Według wiceprzewodniczącego Rady Miasta Jana Szopińskiego słów wypowiedzianych przez prezydenta, iż politykę migracyjną prowadzi rząd, zabrakło w stanowisku prezydentów miast UMP, dlatego powstały wszystkie emocje – Wydaje mi się, że ta sprawa to jest trochę taki mecz pomiędzy organami samorządu a rządem. Gdyby ten skromny zapis byłby w tym stanowisku, to pewnie nie byłoby tego całego zamieszania.
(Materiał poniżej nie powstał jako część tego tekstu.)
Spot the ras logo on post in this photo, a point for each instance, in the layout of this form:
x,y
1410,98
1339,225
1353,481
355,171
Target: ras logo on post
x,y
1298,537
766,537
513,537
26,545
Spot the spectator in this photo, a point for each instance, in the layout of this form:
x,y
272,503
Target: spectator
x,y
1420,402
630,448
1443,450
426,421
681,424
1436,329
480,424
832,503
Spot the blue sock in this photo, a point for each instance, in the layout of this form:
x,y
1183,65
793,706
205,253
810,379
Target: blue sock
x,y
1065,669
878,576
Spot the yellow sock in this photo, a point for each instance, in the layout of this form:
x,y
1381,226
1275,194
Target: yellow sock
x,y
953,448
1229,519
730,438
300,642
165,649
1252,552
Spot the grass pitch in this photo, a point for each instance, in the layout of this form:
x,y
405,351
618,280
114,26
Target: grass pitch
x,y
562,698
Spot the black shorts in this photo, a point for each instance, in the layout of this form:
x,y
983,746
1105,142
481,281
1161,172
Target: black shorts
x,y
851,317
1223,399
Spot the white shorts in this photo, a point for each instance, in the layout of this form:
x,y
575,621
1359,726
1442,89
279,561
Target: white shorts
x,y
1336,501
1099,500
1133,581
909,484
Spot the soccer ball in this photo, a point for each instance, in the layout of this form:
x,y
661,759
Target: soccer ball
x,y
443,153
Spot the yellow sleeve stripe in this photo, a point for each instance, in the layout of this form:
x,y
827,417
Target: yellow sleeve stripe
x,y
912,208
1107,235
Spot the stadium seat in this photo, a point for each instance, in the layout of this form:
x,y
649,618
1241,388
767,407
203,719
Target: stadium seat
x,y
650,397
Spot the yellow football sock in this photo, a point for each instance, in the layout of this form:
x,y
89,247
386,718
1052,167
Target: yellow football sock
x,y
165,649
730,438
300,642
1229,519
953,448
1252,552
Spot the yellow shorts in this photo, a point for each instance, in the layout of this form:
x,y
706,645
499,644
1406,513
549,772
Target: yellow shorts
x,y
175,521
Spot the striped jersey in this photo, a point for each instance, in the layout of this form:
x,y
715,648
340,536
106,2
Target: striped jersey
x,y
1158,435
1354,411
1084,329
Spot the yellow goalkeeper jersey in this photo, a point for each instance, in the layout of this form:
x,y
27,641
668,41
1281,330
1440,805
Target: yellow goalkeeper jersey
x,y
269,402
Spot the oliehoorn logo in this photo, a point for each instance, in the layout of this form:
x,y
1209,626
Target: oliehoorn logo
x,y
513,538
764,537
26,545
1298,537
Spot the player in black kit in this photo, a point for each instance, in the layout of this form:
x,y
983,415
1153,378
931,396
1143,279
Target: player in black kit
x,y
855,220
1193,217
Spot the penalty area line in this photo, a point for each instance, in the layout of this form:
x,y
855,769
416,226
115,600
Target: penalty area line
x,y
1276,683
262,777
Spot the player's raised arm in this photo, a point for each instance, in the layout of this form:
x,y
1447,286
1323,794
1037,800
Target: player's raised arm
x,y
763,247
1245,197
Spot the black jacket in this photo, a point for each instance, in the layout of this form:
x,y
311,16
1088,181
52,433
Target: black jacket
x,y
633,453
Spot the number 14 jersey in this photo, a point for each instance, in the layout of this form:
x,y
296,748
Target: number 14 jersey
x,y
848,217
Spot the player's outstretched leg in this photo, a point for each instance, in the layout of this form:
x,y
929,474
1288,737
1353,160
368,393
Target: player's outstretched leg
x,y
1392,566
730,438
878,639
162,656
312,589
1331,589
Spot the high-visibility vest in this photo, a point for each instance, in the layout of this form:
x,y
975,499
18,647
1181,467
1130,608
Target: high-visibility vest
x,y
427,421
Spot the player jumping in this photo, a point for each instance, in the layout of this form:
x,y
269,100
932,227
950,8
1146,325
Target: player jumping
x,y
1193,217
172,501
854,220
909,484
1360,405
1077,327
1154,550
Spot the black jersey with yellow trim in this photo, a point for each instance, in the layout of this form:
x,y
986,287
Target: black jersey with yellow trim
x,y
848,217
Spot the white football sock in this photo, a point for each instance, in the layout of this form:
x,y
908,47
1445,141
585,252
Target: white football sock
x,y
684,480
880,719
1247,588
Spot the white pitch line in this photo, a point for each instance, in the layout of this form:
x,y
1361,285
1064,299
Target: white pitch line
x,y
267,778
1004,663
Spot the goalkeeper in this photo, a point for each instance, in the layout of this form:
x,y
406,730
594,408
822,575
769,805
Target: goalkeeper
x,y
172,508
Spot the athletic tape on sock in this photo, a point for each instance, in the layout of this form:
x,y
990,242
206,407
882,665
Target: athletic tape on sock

Trochę mimo wszystko brak tych zapisów wywołuje obawy mieszkańców.
Bruski kontratakuje
Prezydent odniósł się przy tej okazji do działań środowiska Kukiz15 z posłem Pawłem Skuteckim, które w jego opinii próbuje wykorzystać do osiągnięcia swoich korzyści politycznych tzw. zarządzania strachem.
Następnie Bruski zacytował wypowiedzi posła Pawła Skuteckiego z programu ,,Dlaczego tak, dlaczego nie” TVP Bydgoszcz, gdzie stwierdzał, że nie można utożsamiać religii islamskiej z terroryzmem – Sytuacja, która ostatnio miała miejsce w Szwecji, jak media przykleiły etykietkę, że to członek Państwa Islamskiego ponieważ on kiedyś brał jakieś pieniądze islamskie. Nie ma żadnych dowodów, może być to zwykły wariat – cytował Skuteckiego, prezydent Rafał Bruski – oczywiście jest to wypowiedź przewodniczącego Parlamentarnego Zespołu ds. Dialogu Międzykulturowego i Międzyreligijnego. Chciałem się zapytać co się takiego wydarzyło? – dziwił nagłej niechęci Skuteckiego wobec uchodźców Bruski.
– Także interpelacja zachęcająca do tego, aby nasz minister ułatwił przyjazd do Polski Libańczykom, Irakijczykom i Palestyńczykom, ponieważ poseł ów wskazuje, że wybierają się najpierw do Francji i do Niemiec i później przyjeżdżają – odczytał wystąpienie poselskie Skuteckiego.
Te słowa wywołały wśród części radnych duże zdziwienie.